Les étoiles pleins les yeux, je m'avance, légère, resplendissante. Je pose un pieds délicat, calculant à peine la grâce de mon geste, sur ce nouveau sol américain que je foule joyeusement. Je m'avance, la tête haute, les cheveux au vent, dans ce nouveau quartier qui est bien, dans ce nouveau quartier plein de mes futurs amis. J'avance aussi élégamment que ma mère sur un podium. J'illumine mon nouveau coin de paradis, je suis grandiose, je suis une Femme Fatale.

Je marche, évitant les pelouses parfaites, droit vers ma nouvelle maison qui n'est pas totalement mienne.

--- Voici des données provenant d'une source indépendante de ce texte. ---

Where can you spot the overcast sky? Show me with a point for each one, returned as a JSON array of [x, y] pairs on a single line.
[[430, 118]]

Je marche la tête penchée, perdue dans quelque part entre les nuages et les étoiles, je triture mes cheveux que je n'ai pas eu la patience de dompter, le vent souffle les volants de ma robe sans pour autant me donner la grâce de Marilyn.

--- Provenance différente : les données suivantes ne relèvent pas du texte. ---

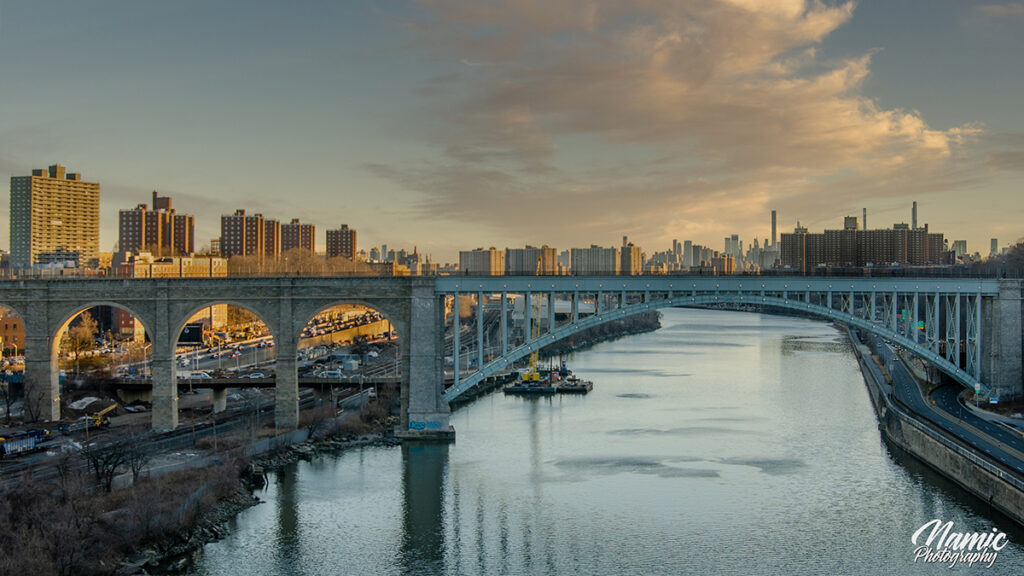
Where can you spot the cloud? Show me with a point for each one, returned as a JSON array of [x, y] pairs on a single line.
[[1001, 10], [587, 119]]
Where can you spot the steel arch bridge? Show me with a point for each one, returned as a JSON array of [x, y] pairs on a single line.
[[937, 320]]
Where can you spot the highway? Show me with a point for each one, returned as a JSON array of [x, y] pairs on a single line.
[[971, 429]]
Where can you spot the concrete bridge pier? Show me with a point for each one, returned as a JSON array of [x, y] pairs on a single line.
[[286, 409], [165, 389], [42, 379], [1001, 341], [219, 398], [426, 414]]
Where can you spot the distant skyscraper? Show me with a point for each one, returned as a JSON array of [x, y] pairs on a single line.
[[52, 213], [341, 242], [630, 260], [595, 260], [481, 262], [524, 260]]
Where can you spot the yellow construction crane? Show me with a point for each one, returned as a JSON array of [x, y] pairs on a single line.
[[532, 374]]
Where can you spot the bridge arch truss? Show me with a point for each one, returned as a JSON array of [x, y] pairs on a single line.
[[937, 320]]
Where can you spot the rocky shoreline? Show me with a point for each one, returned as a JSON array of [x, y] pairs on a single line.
[[173, 556]]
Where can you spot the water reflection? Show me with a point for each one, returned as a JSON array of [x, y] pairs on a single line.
[[423, 470], [767, 459], [288, 541]]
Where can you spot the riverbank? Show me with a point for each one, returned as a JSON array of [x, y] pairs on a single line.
[[173, 553], [954, 460]]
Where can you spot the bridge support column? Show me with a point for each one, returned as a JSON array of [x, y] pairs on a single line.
[[427, 416], [1001, 341], [505, 324], [42, 383], [286, 405], [219, 398], [165, 388]]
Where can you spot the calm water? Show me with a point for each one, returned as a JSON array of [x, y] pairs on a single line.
[[724, 443]]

J'arrive dans la rue, au bras de mon nouvel ami, rencontré dans cette petite boutique du coin, un sachet de vinyles à la mains, le sourire aux lèvres. Mon nouvel ami me raconte quelque chose d'amusant, je m'amuse sincèrement, je passe ma main dans mes cheveux au vent, je cherche les clés dans la poche arrière de mon pantalon et on entre prendre un verre devant la télévision.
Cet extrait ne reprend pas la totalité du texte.